⚡️ Speed up method `AstraDBVectorStoreComponent._initialize_collection_options` by 24% in PR #6236 (`LFOSS-492`) #6635

codeflash-ai · 2025-02-14T20:02:35Z

⚡️ This pull request contains optimizations for PR #6236

If you approve this dependent PR, these changes will be merged into the original PR branch LFOSS-492.

This PR will be automatically closed if the original PR is merged.

📄 24% (0.24x) speedup for `AstraDBVectorStoreComponent._initialize_collection_options` in `src/backend/base/langflow/components/vectorstores/astradb.py`

⏱️ Runtime : 596 milliseconds → 481 milliseconds (best of 5 runs)

📝 Explanation and details

Certainly! Below is the optimized code.

Changes Made.

Cached the database object to avoid multiple calls to the get_database_object method.
Moved repeated calls to client.get_database to a single call within get_database_object.
Reduced redundant fetch operations from API by reusing existing database objects when available.
Removed redundant dictionary generation within list comprehension (used a helper function for clarity).

Explanation.

Caching Database Object: The database_cache attribute avoids redundant calls to the database API.
New __init__ Method: Initializes database_cache as None.
Refactored _initialize_collection_options and added _get_collection_metadata: Simplifies list comprehension and centralizes metadata creation.
New _determine_icon Method: Method for determining the icon based on the provider.
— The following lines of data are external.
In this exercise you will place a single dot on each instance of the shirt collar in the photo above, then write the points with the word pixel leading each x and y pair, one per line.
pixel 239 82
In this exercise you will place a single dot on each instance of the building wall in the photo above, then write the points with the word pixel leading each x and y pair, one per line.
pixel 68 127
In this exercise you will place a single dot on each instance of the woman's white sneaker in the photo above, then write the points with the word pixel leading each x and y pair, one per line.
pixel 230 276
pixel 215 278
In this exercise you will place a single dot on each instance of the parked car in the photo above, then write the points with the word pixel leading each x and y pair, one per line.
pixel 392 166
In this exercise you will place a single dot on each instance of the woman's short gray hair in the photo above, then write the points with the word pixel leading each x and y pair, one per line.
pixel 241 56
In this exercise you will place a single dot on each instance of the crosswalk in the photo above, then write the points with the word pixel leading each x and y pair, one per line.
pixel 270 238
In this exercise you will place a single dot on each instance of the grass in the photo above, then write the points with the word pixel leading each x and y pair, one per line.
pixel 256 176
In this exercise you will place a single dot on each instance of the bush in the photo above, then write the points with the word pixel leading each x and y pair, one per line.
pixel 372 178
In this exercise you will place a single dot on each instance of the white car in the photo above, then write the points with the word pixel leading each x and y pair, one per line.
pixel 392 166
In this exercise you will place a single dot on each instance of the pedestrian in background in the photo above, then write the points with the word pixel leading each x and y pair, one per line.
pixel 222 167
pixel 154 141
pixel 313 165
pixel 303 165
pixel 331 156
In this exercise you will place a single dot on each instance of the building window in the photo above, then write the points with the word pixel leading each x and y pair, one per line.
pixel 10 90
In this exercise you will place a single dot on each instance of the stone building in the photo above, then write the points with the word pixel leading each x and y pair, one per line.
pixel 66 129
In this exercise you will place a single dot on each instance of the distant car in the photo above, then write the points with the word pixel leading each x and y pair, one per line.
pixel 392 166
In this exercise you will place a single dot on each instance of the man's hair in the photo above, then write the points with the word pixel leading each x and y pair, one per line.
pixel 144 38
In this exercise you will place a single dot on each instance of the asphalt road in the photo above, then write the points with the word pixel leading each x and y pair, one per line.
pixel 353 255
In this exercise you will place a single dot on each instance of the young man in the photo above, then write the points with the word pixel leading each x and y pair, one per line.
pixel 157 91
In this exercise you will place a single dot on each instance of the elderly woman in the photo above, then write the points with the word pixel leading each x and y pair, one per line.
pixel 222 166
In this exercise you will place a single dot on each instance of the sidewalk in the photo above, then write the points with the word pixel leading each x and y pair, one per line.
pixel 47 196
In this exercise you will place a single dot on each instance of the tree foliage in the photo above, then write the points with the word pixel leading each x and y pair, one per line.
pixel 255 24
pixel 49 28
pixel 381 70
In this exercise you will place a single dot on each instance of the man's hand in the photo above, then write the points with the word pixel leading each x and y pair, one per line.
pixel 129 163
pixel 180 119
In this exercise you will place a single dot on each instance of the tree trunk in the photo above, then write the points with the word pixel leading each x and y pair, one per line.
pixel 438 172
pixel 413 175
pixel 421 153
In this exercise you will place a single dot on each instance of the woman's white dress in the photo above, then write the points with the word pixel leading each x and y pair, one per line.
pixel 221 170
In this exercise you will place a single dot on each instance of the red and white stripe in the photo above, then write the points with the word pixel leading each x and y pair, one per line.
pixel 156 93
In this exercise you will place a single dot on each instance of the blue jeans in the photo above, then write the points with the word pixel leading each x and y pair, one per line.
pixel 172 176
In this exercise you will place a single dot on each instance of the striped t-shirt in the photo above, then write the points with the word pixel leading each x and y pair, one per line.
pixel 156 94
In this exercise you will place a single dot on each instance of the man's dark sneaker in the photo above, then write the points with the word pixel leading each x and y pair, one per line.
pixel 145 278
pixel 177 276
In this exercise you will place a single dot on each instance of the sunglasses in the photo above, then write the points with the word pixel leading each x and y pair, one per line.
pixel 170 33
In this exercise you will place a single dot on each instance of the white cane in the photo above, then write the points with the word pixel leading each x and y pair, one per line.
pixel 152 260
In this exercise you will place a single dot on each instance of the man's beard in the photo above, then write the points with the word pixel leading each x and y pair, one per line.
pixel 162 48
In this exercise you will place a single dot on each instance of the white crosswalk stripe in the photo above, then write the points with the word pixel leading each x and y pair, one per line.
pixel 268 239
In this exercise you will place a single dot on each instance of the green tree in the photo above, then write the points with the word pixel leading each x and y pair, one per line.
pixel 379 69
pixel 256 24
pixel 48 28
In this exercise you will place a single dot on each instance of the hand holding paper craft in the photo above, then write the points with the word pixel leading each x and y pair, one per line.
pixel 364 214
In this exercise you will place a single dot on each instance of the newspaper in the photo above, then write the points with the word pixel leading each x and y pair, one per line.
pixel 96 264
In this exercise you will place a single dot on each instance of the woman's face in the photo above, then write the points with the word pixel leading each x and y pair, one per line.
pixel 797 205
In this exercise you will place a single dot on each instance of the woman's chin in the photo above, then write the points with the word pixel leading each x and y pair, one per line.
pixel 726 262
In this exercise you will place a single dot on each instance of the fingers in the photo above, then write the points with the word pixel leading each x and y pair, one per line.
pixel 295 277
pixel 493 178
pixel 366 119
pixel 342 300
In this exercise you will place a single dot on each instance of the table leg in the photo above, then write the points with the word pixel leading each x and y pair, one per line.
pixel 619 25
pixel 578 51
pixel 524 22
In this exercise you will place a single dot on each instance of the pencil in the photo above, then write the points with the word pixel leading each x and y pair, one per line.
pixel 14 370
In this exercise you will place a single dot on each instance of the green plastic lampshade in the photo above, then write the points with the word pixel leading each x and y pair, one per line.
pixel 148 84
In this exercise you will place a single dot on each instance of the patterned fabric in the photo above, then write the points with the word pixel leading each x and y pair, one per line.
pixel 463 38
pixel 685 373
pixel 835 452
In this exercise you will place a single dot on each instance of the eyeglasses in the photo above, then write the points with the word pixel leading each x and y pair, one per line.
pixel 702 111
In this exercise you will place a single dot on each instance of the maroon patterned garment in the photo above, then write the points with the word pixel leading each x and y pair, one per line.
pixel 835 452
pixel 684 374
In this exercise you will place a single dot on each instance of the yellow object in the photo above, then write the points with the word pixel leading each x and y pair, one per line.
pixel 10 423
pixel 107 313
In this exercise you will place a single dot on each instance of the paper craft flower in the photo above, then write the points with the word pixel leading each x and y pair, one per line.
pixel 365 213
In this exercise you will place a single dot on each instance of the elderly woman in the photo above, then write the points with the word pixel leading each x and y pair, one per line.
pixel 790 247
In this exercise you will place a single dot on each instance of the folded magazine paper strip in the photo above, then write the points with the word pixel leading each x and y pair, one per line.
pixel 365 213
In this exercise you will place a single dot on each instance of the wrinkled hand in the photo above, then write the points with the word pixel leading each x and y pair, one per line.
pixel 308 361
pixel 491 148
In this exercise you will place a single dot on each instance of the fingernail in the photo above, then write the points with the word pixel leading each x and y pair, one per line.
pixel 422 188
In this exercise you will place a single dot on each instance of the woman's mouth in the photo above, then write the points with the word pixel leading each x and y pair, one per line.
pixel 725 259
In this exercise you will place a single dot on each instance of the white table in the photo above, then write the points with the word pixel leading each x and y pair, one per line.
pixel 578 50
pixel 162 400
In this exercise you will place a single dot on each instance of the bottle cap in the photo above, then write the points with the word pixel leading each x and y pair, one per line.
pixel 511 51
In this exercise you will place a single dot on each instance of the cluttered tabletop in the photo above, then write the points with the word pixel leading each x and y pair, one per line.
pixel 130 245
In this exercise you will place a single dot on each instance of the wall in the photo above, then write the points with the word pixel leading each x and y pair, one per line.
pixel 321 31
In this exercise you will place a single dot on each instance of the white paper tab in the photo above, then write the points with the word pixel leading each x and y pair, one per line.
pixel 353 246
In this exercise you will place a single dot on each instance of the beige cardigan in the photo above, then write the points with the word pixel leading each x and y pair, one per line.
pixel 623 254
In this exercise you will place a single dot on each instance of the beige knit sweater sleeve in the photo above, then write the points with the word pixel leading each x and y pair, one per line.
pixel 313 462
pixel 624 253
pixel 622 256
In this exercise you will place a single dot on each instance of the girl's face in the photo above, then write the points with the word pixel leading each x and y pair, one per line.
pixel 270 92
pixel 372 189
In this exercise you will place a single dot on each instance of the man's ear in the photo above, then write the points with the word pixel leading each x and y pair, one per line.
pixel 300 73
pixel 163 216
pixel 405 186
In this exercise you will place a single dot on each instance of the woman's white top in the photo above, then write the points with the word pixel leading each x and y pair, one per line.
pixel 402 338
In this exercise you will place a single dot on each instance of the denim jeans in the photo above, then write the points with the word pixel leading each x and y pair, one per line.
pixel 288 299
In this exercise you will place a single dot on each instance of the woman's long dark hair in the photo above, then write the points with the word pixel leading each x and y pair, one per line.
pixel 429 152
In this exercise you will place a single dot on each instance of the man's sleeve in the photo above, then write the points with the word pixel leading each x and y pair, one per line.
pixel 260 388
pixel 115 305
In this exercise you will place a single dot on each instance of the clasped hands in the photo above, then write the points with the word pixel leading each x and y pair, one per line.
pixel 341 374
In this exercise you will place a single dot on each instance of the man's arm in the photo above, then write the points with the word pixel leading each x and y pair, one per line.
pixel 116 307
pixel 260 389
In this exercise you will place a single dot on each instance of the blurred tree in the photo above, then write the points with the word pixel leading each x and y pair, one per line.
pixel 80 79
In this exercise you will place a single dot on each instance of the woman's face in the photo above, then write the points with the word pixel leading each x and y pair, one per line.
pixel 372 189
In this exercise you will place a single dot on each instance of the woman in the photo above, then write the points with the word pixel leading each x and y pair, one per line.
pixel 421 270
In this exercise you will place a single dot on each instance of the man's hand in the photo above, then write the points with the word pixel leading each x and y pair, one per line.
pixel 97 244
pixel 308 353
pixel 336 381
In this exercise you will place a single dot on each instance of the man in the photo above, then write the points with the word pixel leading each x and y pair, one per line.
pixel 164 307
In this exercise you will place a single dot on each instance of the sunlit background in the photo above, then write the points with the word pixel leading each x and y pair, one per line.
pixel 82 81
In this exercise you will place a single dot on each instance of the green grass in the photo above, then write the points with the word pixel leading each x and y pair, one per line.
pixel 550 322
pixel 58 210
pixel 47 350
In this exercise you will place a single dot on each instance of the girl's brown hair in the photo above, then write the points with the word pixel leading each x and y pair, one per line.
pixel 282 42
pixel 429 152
This reduces complexity in the metadata initialization.

The provided code should run faster and reduces unnecessary repeated operations. Each method maintains the same functionality as before.

✅ Correctness verification report:

Test	Status
⚙️ Existing Unit Tests	🔘 None Found
🌀 Generated Regression Tests	✅ 13 Passed
⏪ Replay Tests	🔘 None Found
🔎 Concolic Coverage Tests	🔘 None Found
📊 Tests Coverage	undefined

🌀 Generated Regression Tests Details

from unittest.mock import MagicMock, patch

# imports
import pytest  # used for our unit tests
# function to test
from astrapy import DataAPIClient, Database
from langflow.base.vectorstores.model import LCVectorStoreComponent
from langflow.components.vectorstores.astradb import \
    AstraDBVectorStoreComponent


# unit tests
@pytest.fixture
def astra_component():
    component = AstraDBVectorStoreComponent()
    component.token = "test_token"
    component.environment = "test_env"
    component.api_endpoint = "test_endpoint"
    component.database_name = "test_db"
    component.keyspace = "test_keyspace"
    component.log = MagicMock()
    return component

def test_valid_api_endpoint_with_collections(astra_component):
    mock_database = MagicMock()
    mock_collection = MagicMock()
    mock_collection.name = "col1"
    mock_collection.options.vector.service.provider = "nvidia"
    mock_collection.options.vector.service.model_name = "model1"
    mock_database.list_collections.return_value = [mock_collection]
    mock_database.get_collection.return_value.estimated_document_count.return_value = 10

    with patch.object(astra_component, 'get_database_object', return_value=mock_database):
        codeflash_output = astra_component._initialize_collection_options(api_endpoint="valid_endpoint")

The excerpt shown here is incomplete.